Almost six in 10 of the population are regularly getting no more than seven hours sleep a night, the new research claims today, with 78 per cent of Britons exposed to sleep-disruptive blue light from computer devices before going to bed.
Among 18 to 24-year-olds included in the 2,149 adults questioned, this figure rose to 91 per cent.
“The blue light from these devices suppresses the production of the sleep-inducing hormone melatonin, so it’s important to avoid them before bedtime,” said psychologist Professor Richard Wiseman, who commissioned the YouGov poll.
The amount of sleep we need varies, but adults generally require a minimum of seven to eight hours a night.
The proportion of people thought to be getting too little sleep had risen by a fifth since a “bedroom poll” conducted last year by the National Sleep Foundation.

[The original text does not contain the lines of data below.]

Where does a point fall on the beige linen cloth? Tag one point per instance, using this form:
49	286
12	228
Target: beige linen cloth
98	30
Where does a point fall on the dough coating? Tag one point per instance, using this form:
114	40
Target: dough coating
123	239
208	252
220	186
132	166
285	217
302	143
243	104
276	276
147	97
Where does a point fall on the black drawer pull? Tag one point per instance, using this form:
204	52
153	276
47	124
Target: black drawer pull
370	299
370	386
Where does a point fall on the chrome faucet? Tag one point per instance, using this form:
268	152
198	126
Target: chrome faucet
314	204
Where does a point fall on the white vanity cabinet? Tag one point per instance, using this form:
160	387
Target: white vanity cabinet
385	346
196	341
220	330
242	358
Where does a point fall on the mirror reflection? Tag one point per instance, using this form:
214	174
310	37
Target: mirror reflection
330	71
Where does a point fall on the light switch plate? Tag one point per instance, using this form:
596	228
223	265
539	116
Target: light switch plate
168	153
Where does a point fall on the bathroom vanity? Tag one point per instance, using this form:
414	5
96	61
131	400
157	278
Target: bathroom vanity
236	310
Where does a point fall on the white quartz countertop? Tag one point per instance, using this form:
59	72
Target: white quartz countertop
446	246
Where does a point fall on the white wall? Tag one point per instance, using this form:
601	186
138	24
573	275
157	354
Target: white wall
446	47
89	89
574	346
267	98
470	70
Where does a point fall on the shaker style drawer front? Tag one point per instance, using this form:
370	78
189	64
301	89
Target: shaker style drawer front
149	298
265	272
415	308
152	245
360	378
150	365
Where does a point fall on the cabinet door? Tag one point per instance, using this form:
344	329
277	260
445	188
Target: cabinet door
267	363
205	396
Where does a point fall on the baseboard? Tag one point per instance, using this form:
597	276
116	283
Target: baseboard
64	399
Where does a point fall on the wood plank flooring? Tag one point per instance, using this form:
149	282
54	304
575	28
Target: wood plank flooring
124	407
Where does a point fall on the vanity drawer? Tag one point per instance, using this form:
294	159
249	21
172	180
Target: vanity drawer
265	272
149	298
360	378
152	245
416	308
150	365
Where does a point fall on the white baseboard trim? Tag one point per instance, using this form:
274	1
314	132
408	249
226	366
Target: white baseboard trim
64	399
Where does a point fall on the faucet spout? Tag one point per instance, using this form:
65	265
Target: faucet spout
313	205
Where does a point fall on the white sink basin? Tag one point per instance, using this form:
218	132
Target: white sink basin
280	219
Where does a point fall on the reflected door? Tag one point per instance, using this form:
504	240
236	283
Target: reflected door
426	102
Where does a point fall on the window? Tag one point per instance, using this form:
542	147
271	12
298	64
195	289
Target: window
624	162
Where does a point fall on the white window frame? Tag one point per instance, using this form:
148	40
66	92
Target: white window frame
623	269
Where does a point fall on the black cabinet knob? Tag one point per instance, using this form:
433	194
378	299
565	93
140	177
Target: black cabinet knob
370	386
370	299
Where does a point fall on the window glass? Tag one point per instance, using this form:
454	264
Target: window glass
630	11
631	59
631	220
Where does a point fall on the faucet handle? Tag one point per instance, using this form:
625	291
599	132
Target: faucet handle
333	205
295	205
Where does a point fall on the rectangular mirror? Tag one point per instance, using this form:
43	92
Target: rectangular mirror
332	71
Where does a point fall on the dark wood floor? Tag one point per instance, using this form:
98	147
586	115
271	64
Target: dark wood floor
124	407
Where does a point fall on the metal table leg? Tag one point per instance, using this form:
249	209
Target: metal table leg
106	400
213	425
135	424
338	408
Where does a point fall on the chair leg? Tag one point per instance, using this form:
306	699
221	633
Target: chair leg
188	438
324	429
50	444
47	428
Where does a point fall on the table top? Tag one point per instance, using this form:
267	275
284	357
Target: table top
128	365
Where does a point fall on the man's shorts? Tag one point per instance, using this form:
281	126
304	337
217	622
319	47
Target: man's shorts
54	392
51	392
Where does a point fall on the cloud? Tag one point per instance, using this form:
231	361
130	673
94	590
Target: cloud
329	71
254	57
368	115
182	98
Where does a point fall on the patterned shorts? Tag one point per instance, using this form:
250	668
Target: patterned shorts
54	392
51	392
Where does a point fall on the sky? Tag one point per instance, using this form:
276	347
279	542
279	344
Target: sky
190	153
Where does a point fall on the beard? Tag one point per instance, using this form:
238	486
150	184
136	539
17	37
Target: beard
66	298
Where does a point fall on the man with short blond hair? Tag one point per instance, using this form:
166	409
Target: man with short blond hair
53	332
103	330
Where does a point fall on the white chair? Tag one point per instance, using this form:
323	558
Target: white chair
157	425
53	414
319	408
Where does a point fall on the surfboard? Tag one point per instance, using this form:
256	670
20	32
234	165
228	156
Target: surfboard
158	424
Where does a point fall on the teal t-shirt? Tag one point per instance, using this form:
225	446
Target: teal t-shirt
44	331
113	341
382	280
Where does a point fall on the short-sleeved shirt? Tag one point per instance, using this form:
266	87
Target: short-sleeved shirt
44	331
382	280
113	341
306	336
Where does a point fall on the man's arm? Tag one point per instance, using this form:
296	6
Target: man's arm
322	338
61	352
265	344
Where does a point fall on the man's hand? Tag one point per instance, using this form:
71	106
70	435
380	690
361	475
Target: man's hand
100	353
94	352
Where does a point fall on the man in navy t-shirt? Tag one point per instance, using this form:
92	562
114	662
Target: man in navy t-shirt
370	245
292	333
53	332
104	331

“This is a huge rise, and the results are extremely worrying because getting less than seven hours sleep a night is below the recommended guidelines, and is associated with a range of problems, including an increased risk of weight gain, heart attacks, diabetes and cancer,” Prof Wiseman, from the University of Hertfordshire, said.
Just 10 per cent of respondents agreed with the statement: “I would describe my dreams as pleasant”.